Texting and driving still a problem 4 years after being made illegal

Texting and driving still a problem 4 years after being made illegal

ALBANY, GA (WALB) - Four years after Georgia made it illegal to text and drive, law officers and drivers say it still  continues to be one of the biggest safety issue on the roads.

Georgia state officials say there have been 4, 360 convictions through March for texting and driving citations. But is that really just a drop in the bucket for the number of drivers who break the law, putting everyone on the roads in danger.

Matt Hall says it's easy to spot a driver in traffic texting and driving, and he stays on guard.

Hall said "It's a problem. It's a problem.  I've seen a lot of accidents, and I've seen a lot of people run in the back of people because they had the phone up."

Dougherty County Police Sgt. Robert Richards said while he is on patrol he also sees drivers texting often, even checking their e-mails, while going 55 miles per hour.

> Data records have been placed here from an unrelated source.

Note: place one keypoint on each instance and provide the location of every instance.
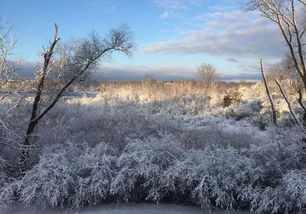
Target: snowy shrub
(141, 168)
(49, 183)
(96, 169)
(288, 197)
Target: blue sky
(173, 37)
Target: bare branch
(288, 103)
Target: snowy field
(128, 209)
(157, 144)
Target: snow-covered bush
(142, 166)
(49, 183)
(96, 170)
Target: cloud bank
(230, 34)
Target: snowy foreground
(216, 152)
(130, 209)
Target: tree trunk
(274, 118)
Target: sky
(173, 37)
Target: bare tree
(274, 118)
(70, 63)
(284, 14)
(208, 74)
(7, 69)
(289, 16)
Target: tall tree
(67, 64)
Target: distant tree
(65, 64)
(208, 74)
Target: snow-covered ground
(129, 209)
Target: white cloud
(231, 34)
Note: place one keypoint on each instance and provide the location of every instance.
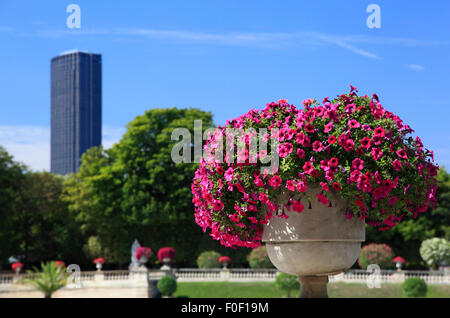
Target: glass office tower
(76, 108)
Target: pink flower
(349, 145)
(402, 154)
(259, 182)
(275, 181)
(393, 200)
(308, 167)
(234, 217)
(324, 186)
(337, 186)
(307, 102)
(328, 127)
(333, 162)
(301, 187)
(217, 205)
(366, 142)
(322, 199)
(379, 131)
(309, 128)
(300, 153)
(358, 164)
(263, 198)
(297, 206)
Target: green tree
(208, 259)
(287, 283)
(258, 258)
(406, 238)
(414, 287)
(434, 251)
(35, 222)
(11, 180)
(167, 285)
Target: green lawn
(268, 290)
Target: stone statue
(134, 261)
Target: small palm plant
(51, 278)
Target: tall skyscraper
(76, 108)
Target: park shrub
(434, 251)
(414, 287)
(208, 259)
(350, 145)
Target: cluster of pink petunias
(350, 146)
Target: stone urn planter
(316, 243)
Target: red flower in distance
(143, 251)
(224, 259)
(399, 259)
(61, 263)
(166, 253)
(16, 266)
(99, 260)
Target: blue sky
(225, 57)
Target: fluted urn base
(316, 243)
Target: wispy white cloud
(416, 67)
(31, 144)
(272, 40)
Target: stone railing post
(224, 274)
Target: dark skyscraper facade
(76, 108)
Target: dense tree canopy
(135, 191)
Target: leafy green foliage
(167, 285)
(414, 287)
(52, 278)
(287, 283)
(35, 223)
(208, 259)
(135, 190)
(434, 251)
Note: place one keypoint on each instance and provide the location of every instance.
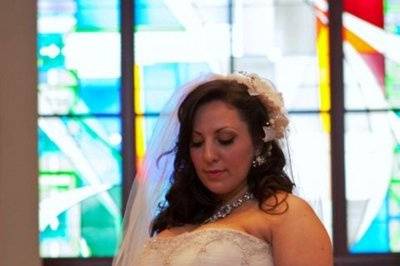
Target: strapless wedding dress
(210, 246)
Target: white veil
(153, 179)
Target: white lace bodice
(210, 246)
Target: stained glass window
(371, 69)
(78, 53)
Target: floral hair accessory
(270, 98)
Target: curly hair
(188, 201)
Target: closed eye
(226, 142)
(196, 144)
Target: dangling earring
(258, 161)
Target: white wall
(18, 159)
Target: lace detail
(210, 246)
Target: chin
(219, 190)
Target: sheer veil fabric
(153, 179)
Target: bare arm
(299, 238)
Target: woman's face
(221, 148)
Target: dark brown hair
(188, 201)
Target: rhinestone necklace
(227, 208)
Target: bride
(213, 189)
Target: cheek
(194, 156)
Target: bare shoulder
(298, 236)
(174, 231)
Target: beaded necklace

Richards said "They are doing what they can to avoid detection by law enforcement.  But once again it's a continuous battle that we are going to have to try to enforce."

The National Highway Transportation Safety Administration says in 2012  3, 328 people were killed nationally in distracted driving collisions....and an estimated 421 thousand injured. Officials say drivers in their 20's make up 27 percent of the distracted drivers in fatal crashes.

Cops say it's easy to spot a texting and driving crash.

Richards said "People have run off the road, car flips, crash into objects such as a tree or guard rail.  If there is not other type of impairment that they have, then we can tell whether they were paying attention or not."

And officers say the biggest headache for them is knowing how unnecessary the injuries or the deaths related to texting and driving are.  The simple answer is to just wait till you reach your destination to answer your messages....but some drivers seem to be unwilling. Matt Hall says he will drive more defensively, to protect himself.

The National Highway Transportation and Safety Administration says 25 percent of teens admit they answer at least one text message every time they drive.  10 percent of parents admit they are bad role models, having extended, multi message text conversations when they drive.